Piperine reduces spleen lymphocytes proliferation by inhibiting DHODH
Human DHODH is a critical enzyme for de novo pyrimidine synthesis, and it has been pharmacological targeted for the therapy of autoimmune diseases with self-reactive T lymphocytes(Goodnow, 2007). Multiple sclerosis is an immune-mediated disease and blocking autoreactive T cells is considered to be a promising strategy(Jelcic et al., 2018; Löffler, Fairbanks, Zameitat, Marinaki & Simmonds, 2005). To test the immunosuppressive effects of piperine, we investigate the anti-proliferative potential of piperine by using concanavalin A (Con A)-stimulated mouse spleen lymphocytes expansion (Figure 4A). Known DHODH inhibitor A771726 was used as a positive control. As shown in Figure 4B, piperine markedly impairs ConA-induced T lymphocytes proliferation in a dose-dependent manner. Considering that DHODH is the rate-limiting enzyme in the endogenous biosynthesis of uridine monophosphate, we asked whether uridine treatment could rescue piperine-induced anti-proliferation on T lymphocytes. As speculated, uridine treatment completely eliminates piperine’s inhibition capacity on ConA-induced lymphocytes proliferation (Figure 4B). The mixed lymphocyte reaction (MLR) is a classical model for T-cell reactivity. Similarly, we found that piperine exhibits strong suppressive activities on MLR in a dose-dependent manner, while uridine supplement significantly recovers lymphocytes proliferation (Figure 4C-D).

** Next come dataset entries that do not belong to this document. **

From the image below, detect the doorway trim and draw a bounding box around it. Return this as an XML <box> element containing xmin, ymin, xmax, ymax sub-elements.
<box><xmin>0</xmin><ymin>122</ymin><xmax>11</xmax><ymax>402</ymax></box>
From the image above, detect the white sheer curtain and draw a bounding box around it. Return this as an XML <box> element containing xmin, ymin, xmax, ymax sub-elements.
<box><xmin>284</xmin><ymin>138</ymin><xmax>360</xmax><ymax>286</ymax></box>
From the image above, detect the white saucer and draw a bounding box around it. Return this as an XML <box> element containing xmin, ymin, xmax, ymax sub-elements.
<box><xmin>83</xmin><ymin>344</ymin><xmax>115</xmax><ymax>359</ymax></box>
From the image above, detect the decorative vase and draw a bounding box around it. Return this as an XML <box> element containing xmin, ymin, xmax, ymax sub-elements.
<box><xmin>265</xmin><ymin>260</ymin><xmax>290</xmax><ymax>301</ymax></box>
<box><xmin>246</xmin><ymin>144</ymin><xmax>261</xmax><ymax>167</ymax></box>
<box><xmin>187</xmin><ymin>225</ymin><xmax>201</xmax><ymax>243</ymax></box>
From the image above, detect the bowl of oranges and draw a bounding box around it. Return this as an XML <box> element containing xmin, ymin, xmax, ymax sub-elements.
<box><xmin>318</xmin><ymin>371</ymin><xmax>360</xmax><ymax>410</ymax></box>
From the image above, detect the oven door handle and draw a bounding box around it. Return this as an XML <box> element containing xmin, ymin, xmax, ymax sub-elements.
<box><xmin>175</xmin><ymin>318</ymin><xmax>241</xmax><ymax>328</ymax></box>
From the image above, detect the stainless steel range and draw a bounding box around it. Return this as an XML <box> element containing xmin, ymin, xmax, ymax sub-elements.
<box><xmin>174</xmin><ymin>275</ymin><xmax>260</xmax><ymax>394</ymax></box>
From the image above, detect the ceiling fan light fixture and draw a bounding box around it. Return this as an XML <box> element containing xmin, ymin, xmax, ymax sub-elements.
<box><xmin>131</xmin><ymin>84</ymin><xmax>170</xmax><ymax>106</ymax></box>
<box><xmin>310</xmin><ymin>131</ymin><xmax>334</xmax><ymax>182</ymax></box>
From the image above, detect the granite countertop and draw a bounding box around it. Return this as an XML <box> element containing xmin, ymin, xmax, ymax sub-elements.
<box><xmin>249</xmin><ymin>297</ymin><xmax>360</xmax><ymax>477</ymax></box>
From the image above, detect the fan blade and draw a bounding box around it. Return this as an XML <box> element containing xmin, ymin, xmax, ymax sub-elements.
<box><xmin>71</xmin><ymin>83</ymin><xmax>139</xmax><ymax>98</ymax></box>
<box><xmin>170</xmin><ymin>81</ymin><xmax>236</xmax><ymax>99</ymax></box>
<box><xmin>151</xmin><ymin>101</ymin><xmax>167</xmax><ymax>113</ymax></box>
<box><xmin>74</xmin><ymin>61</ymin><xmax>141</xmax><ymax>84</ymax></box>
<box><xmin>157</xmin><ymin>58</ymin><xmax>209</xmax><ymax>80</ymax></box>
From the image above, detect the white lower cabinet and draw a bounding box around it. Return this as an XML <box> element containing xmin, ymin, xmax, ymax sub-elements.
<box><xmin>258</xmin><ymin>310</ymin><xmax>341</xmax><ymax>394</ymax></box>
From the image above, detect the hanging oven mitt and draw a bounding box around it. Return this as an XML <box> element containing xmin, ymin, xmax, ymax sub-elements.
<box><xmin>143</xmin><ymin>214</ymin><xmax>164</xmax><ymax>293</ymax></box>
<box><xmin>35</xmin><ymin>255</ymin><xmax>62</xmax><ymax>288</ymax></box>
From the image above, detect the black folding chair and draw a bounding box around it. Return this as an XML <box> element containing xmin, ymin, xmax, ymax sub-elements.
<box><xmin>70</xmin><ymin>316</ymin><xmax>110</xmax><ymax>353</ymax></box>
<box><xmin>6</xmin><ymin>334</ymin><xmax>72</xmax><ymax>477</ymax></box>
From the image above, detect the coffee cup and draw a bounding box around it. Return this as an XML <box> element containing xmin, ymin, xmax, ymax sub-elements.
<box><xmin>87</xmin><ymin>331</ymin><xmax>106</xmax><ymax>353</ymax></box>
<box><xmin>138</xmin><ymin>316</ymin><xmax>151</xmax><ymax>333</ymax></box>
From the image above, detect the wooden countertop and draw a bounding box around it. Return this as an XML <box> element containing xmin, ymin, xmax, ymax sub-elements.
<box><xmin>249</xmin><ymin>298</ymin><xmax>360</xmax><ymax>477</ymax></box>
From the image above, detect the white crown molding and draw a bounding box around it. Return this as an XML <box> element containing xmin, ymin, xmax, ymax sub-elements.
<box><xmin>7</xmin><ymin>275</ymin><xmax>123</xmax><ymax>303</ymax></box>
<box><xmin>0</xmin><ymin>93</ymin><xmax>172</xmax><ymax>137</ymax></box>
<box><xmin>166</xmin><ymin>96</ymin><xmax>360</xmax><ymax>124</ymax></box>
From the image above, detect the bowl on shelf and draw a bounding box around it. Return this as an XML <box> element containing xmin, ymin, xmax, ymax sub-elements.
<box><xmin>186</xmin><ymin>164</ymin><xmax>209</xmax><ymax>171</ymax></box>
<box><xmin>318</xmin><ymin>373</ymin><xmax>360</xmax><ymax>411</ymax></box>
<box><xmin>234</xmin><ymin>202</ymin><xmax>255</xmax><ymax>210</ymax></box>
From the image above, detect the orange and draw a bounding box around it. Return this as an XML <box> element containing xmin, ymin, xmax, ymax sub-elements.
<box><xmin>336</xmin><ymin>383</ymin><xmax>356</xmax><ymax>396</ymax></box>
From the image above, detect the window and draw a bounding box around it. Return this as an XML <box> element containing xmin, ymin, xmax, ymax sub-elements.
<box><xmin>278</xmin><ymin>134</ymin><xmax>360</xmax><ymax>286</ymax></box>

Then, we turn to investigate whether cellular DHODH activity is affected by piperine. Cultured Jurkat T cells were treated with piperine and cellular orotic acid was quantified by a fluorogenic probe 4-trifluoromethyl-benzamidoxime(Yin, Kabashima, Zhu, Shibata & Kai, 2017) (Figure 4E). As shown in Figure 4F, piperine treatment significantly reduces DHODH activity of Jurkat T cells in a dose-dependent manner with an IC50 value of 0.75 μM . Taken together, these results suggest that piperine reduces lymphocytes proliferation via directly inhibiting DHODH.
Piperine reduces clinical score and severity of EAE
MS is an inflammatory and autoimmune disease. We next sought to determine whether pharmacological inhibition of DHODH by piperine would attenuate experimental autoimmune encephalomyelitis (EAE), a valuable model for human MS(Dendrou, Fugger & Friese, 2015b). For EAE induction, C57BL/6 mice were immunized with MOG35-55 followed by pertussis toxin (PTX) administration (Figure 5A). EAE mice was administered daily i.p. injections with vehicle, A771726, or piperine (10 or 30 mg/kg) from day 7 after MOG’s induction and clinical sign was evaluated using a 5-point scoring system. As shown in Figure 5B, therapy with piperine suppresses the manifestation of clinical symptoms over the course of the study. Meanwhile, the lower sum of scores for each individual mouse indicated a reduced disease burden for most mice in the piperine-treated group (Figure 5C). In the EAE disease progression, body weight loss is considered as a quantitative surrogate marker for disease severity(Mardiguian et al., 2013). Figure 5D shows a significant recovery in animal body weight following piperine treatment during the EAE period. This schedule is referred to as preventive treatment.
We then sought to investigate whether piperine treatment introduced at the peak of the EAE clinical symptoms could reduce the severity of disease (Figure 5E). Remarkably, piperine treatment starting at the peak of EAE (day 20) lead to an accelerated recovery from the EAE clinical signs when compared to the vehicle group (Figure 5F). Furthermore, the sum of scores for individual mouse and average body weight loss was largely improved (Figure 5G-H). H&E analysis of organs sections from vehicle- or piperine- treated EAE mice suggest that piperine is well tolerant and safe following oral dosage of 30 mg/kg every day in EAE mice (Figure S1). Taken together, these results strongly suggest that piperine alleviates the disease severity of EAE in mice as administrated in both preventive and therapeutic regimens.